Sunday, December 27, 2015
Kafka On The Shore by Haruki Murakami
Published by Knopf Doubleday Publishing Group in January 2006
Source: bought it
Kafka on the Shore is powered by two remarkable characters: a teenage boy, Kafka Tamura, who runs away from home either to escape a gruesome oedipal prophecy or to search for his long-missing mother and sister; and an aging simpleton called Nakata, who never recovered from a wartime affliction and now is drawn toward Kafka for reasons that, like the most basic activities of daily life, he cannot fathom.
As their paths converge, and the reasons for that convergence become clear, Haruki Murakami enfolds readers in a world where cats talk, fish fall from the sky, and spirits slip out of their bodies to make love or commit murder.
I read this one with Ti of Book Chatter, an avid Murakami fan who first introduced me to Murakami in 2013 when we read The Wind-Up Bird Chronicle as part of a readalong.
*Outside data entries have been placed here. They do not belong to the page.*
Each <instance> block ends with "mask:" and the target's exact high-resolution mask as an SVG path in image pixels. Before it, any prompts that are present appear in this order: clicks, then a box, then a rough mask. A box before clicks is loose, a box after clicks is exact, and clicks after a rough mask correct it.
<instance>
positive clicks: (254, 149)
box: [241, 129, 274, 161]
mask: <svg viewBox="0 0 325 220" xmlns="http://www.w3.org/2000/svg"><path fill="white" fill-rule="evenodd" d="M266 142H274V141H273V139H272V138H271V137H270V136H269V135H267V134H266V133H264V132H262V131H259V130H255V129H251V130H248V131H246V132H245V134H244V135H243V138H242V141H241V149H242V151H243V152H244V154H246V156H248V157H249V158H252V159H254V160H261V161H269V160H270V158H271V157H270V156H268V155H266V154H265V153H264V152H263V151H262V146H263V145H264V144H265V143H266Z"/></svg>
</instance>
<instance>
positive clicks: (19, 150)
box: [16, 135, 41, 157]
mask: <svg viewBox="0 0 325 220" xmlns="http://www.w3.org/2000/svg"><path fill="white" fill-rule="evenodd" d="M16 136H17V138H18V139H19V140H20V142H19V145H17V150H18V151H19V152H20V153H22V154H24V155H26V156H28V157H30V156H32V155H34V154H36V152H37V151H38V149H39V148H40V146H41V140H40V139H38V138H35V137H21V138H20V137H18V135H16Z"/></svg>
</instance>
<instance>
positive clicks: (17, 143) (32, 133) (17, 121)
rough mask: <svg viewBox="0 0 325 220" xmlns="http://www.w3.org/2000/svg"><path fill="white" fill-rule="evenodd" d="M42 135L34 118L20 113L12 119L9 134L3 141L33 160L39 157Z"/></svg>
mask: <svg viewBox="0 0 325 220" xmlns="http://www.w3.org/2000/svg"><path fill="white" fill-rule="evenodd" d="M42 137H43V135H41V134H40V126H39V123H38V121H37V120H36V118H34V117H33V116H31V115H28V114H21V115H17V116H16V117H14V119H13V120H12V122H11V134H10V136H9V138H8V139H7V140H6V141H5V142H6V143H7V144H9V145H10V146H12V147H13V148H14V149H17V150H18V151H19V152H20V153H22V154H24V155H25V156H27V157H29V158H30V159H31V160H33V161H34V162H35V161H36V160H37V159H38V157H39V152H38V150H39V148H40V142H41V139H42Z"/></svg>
It was such twisty fun that I couldn't resist asking Ti if I could read along with her when she said she was going to reread Kafka On The Shore.
Oh, Murakami - you really do such marvelously strange things to my mind. I doubt there's another author who could get me to read a scene about mutilating and killing cats and have me not throwing the book out the window. Come to think of it, you would have had a hard time convincing me that I would enjoy a book that included talking cats, falling eels, men making love to their mothers. But I did, I really did enjoy it. That's the magic of Haruki Murakami.
Woven into all of that craziness is a realistic story about a young man desperate for love and a simple old man who suddenly finds the world he's known turned upside down. Sure there is a village straight out of "Brigadoon," but there are also marvelous friendships and fragile characters. Maybe it turns out that I actually like fantasy. But I think my fondness for Murakami lies in his ability to make me forget I'm reading a literary novel that just happens to have fantasy elements...like spirits that move at will.